Secretary of State of Texas
- In office January 23, 1879 – January 22, 1881
- Governor: Oran Milo Roberts
- Preceded by: A. J. Searcy
- Succeeded by: Thornton Hardie Bowman

Texas Attorney General
- In office 1882–1886
- Preceded by: James H. McLeary
- Succeeded by: Jim Hogg

Personal details
- Born: John Dickson Templeton August 21, 1845 Henderson County, Tennessee, US
- Died: April 24, 1893 (aged 47) Fort Worth, Texas, US
- Resting place: Texas State Cemetery
- Party: Democratic
- Parent: Thomas Wilson Templeton (father)
- Occupation: Lawyer, politician

Military service
- Allegiance: Confederate States of America
- Branch/service: Confederate States Army
- Rank: Private
- Unit: 10th Texas Cavalry Regiment
- Battles/wars: American Civil War Siege of Corinth; ;

= John D. Templeton =

American lawyer and politician (1845–1893)

John Dickson Templeton (August 21, 1845 – April 24, 1893) was an American lawyer and politician. A Democrat, he was the Secretary of State of Texas and the Texas Attorney General.

== Early life ==
Templeton was born on August 21, 1845, in Henderson County, Tennessee, the son of Thomas Wilson Templeton and Elvira Carolina (née Dickson) Templeton. His father was a member of the Texas House of Representatives. In January 1850, he and his parents moved to Rusk County, Texas, and in 1861, to Franklin County. He was educated between Bonham, Clarksville, and Ladonia.

== Career ==
In 1862, during the American Civil War, Templeton enlisted, as a private, into the 10th Texas Cavalry Regiment. He fought in the Siege of Corinth, among other battles, namely in Arkansas, Louisiana, and Mississippi. He returned to Texas following the war, working as a farmer and educator.

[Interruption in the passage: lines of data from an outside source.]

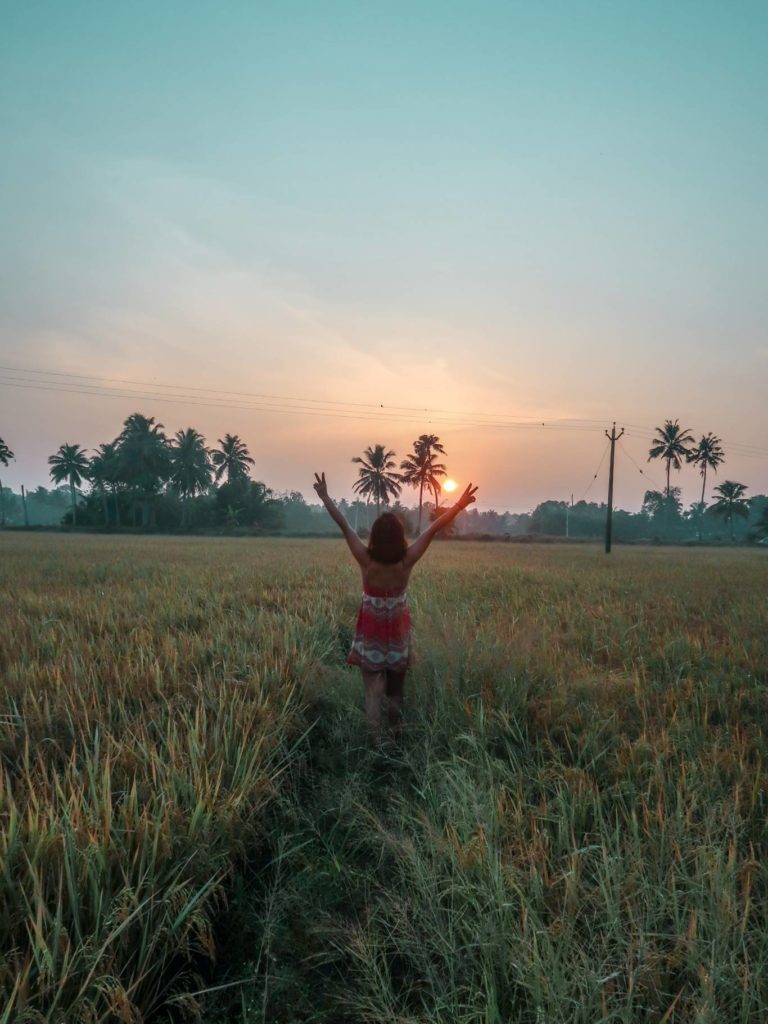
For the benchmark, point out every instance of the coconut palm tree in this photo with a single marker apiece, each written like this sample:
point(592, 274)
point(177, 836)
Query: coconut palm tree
point(377, 480)
point(673, 444)
point(103, 470)
point(432, 445)
point(5, 457)
point(420, 470)
point(143, 461)
point(231, 458)
point(731, 503)
point(70, 464)
point(190, 467)
point(707, 455)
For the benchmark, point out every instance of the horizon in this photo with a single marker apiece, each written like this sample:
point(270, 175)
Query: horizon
point(503, 211)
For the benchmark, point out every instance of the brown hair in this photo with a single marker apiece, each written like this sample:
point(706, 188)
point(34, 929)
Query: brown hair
point(387, 543)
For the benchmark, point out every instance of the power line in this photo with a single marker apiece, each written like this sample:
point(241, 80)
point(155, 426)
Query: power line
point(49, 380)
point(181, 398)
point(218, 394)
point(597, 471)
point(638, 468)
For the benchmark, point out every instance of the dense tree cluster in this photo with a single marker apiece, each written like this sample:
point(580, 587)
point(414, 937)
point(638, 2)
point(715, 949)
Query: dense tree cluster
point(143, 478)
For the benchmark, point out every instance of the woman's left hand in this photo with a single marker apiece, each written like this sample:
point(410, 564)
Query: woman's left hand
point(321, 486)
point(467, 498)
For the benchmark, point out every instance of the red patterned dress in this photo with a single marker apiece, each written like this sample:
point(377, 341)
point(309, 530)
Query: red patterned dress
point(382, 636)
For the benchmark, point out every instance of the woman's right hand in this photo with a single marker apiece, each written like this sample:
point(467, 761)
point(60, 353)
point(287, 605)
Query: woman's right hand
point(321, 486)
point(467, 498)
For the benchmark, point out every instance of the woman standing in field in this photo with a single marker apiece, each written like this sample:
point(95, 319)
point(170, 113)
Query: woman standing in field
point(382, 641)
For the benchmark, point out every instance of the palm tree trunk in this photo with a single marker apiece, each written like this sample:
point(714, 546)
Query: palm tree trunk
point(700, 504)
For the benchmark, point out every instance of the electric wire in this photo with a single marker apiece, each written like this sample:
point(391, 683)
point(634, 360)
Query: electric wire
point(639, 468)
point(458, 420)
point(597, 472)
point(217, 394)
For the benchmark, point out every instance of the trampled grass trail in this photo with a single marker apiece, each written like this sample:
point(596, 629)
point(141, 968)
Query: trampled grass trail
point(572, 828)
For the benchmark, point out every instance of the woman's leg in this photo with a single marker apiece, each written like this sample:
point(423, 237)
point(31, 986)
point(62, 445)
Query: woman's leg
point(376, 685)
point(395, 684)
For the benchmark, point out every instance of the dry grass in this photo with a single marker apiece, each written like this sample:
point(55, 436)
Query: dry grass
point(576, 830)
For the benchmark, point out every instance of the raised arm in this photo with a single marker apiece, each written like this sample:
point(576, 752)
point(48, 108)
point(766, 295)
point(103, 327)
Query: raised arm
point(420, 545)
point(358, 549)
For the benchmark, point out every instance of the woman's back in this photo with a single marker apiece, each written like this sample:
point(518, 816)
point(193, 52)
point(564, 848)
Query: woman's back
point(379, 576)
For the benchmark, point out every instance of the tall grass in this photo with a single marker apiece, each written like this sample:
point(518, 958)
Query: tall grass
point(571, 829)
point(151, 701)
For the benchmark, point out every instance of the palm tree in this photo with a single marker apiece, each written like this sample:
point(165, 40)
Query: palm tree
point(5, 457)
point(190, 467)
point(103, 471)
point(376, 477)
point(70, 464)
point(431, 444)
point(672, 443)
point(707, 455)
point(420, 470)
point(143, 460)
point(232, 458)
point(731, 503)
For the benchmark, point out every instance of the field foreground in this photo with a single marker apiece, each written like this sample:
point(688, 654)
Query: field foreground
point(573, 827)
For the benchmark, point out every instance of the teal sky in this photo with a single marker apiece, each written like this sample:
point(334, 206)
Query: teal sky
point(539, 209)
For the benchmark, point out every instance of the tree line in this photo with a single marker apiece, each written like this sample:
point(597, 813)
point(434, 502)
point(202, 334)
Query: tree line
point(148, 479)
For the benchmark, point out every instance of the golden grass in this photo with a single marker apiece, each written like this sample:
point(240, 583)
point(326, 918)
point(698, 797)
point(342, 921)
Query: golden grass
point(153, 695)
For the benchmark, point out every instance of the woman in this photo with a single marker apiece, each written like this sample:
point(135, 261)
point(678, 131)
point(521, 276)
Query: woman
point(382, 641)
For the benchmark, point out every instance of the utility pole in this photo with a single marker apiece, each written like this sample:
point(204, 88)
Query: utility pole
point(612, 437)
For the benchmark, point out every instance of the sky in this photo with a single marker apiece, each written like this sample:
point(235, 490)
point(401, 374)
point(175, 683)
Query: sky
point(507, 223)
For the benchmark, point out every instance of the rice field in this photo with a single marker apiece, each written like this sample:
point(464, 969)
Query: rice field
point(194, 825)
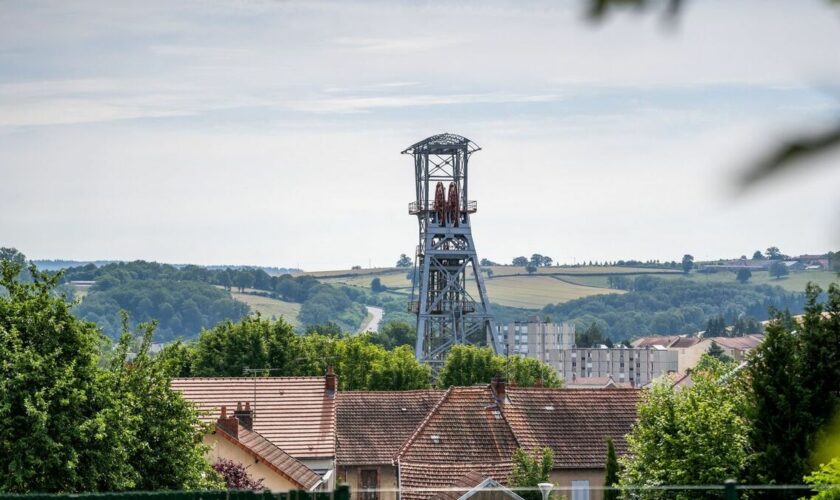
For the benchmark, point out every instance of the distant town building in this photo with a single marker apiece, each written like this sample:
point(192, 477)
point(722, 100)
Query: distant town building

Beginning in 1868, Templeton read law under Oran Milo Roberts. He was admitted to the bar in 1870, after which he moved to Fort Worth and began practicing law there. In 1871 and 1872, he was editor of the Fort Worth Democrat. He, alongside four other men, founded a waterworks company to supply Fort Worth with water. He was in partnership with Augustus McKinney Carter for a time.

Templeton was a Democrat. He was the Secretary of State of Texas from January 23, 1879, to January 22, 1881, having been appointed by Governor Roberts. He resigned to return to practicing law. From 1882 to 1886, he was the Texas Attorney General.

== Personal life and death ==
After serving as Attorney General, Templeton returned to practicing law, in Tarrant County. On January 30, 1884, he married Lulu C. Pope He moved to Austin c. 1887. He died on April 24, 1893, aged 47, in Fort Worth, from pneumonia and mastoiditis. He was buried on April 26 or 27, at the Texas State Cemetery.